Revision as of 18:52, 24 September 2017

Thanks Xor. I found a bug with the orbital one which gave 2 times more advancing velocity and fixed the calculation.
After brute force MEA calculations, I realised that moving perpendicular wasn't the best option to maximise the MEA. I found a function with polynomial regression which works very well.
Old Brute Force MEA
        double highestMea;
        for (int a = 0; a < 360000; a++) { // For higher accuracy. Normal value is 360.
            double angle = Math.toRadians(a / 1000.0);
            double mea = Math.asin(Math.sin(angle) / (bulletSpeed / 8 - Math.cos(angle) / 2));
            if (mea > highestMea) {
                highestMea = mea;
            }
        }
        return highestMea;
This function is slow because of many iterations.
Fast Accurate MEA
By using WolframAlpha and Polynomial Regression, I found a function which gives very close results to the Brute Force MEA.

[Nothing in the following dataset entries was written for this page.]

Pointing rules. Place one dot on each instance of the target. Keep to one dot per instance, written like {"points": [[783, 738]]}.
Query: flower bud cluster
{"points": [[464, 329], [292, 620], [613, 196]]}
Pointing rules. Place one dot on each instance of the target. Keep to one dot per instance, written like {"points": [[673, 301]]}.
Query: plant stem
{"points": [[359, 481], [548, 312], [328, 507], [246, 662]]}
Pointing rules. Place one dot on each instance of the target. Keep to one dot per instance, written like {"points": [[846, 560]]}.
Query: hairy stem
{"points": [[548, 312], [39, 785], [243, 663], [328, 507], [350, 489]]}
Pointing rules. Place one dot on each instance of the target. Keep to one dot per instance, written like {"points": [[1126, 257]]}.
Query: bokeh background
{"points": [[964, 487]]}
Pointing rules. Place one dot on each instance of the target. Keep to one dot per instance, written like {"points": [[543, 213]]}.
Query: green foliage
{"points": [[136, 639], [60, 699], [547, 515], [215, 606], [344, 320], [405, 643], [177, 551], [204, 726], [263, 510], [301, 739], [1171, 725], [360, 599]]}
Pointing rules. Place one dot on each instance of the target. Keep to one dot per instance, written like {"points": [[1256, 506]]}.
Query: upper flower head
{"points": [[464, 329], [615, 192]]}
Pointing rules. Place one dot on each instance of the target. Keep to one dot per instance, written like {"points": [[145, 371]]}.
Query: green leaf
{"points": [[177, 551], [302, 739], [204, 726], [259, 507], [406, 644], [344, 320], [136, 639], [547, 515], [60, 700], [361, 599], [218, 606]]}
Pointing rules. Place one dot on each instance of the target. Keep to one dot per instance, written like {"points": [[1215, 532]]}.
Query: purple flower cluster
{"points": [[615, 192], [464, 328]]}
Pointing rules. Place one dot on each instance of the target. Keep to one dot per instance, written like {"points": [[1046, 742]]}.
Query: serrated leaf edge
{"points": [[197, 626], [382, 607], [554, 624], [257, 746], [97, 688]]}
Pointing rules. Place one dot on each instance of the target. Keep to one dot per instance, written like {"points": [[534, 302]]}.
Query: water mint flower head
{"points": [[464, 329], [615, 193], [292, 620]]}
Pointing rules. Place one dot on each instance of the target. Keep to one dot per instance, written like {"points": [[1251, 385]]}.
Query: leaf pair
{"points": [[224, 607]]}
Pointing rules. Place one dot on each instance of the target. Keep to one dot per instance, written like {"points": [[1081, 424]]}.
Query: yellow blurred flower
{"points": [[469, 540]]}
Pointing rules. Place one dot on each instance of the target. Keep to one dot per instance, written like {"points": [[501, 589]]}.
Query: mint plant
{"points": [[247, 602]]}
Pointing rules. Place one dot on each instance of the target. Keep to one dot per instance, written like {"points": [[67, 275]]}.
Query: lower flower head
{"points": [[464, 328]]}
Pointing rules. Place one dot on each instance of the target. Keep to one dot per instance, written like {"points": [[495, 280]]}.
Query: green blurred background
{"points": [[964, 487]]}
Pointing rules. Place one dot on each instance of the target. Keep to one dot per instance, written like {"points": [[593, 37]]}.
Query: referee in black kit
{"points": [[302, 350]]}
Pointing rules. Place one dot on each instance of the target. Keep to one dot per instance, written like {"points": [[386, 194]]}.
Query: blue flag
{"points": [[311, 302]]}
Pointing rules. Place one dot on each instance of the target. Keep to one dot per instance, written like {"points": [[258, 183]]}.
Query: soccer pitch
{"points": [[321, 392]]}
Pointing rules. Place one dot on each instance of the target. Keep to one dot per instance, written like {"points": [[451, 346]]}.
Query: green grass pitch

        double x = bulletSpeed;
        double a = 4.626248824E-7;
        double b = -4.203721619E-5;
        double c = 1.571662957E-3;
        double d = -3.085855208E-2;
        double e = 3.337262571E-1;
        double f = -2.893934846E-1;
        double angle = a * Math.pow(x, 5) + b * Math.pow(x, 4) + c * Math.pow(x, 3) + d * Math.pow(x, 2) + e * x + f;
        return = Math.asin(Math.sin(angle) / (bulletSpeed / 8 - Math.cos(angle) / 2));
Here are some results.
BulletSpeed/Type Traditional Perfect Orbit Brute Force Fast Accurate MEA
11.0 0.8143399421265254 0.7272727272727273 0.8958173020564033 0.8958173020565081
11.5 0.7693273435231462 0.6956521739130435 0.8360222463105106 0.8360222462765713
12.0 0.7297276562269663 0.6666666666666666 0.7853981633891073 0.7853981633902923
12.5 0.694498265626556 0.64 0.7416704288178478 0.7416704288001901
13.0 0.6628738236501358 0.6153846153846154 0.703330828084537 0.7033308280352042
13.5 0.634273648122496 0.5925925925925926 0.6693206919818205 0.669320691948796
14.0 0.6082455789102096 0.5714285714285714 0.638865144210421 0.638865144223163
14.5 0.5844300733415584 0.5517241379310345 0.6113785029510655 0.6113785029690175
15.0 0.5625362445438555 0.5333333333333333 0.586406643219448 0.5864066432158043
15.5 0.5423253027748484 0.5161290322580645 0.5635900430367358 0.5635900430387886
16.0 0.5235987755982989 0.5 0.5426391022263398 0.5426391022493595
16.5 0.5061899196266034 0.48484848484848486 0.5233170954861992 0.5233170954933015
17.0 0.4899573262537283 0.47058823529411764 0.5054280633854913 0.5054280633707354
17.5 0.47478007356550933 0.45714285714285713 0.4888080038530859 0.48880800383339884
18.0 0.4605539916813224 0.4444444444444444 0.47331833170002513 0.4733183317049672
18.5 0.44718874522671376 0.43243243243243246 0.45884093498067674 0.4588409349816298
19.0 0.43460552560736715 0.42105263157894735 0.4452743791524153 0.44527437914716245
19.5 0.42273520519034663 0.41025641025641024 0.43253095218979704 0.43253095218741416
As you can see it gives higher results than Perfect orbit and Traditional MEA and very accurate according to the results.
Pros
  • It is fast.
  • It is accurate.
  • You can also get the best lateral/advancing velocity because it calculates the retreat angle first.
Cons
  • Robot velocity is fixed to 8.
  • Hard to interpret or improve.
  • The max value you can enter is 19.7 and the min value you can enter is 11.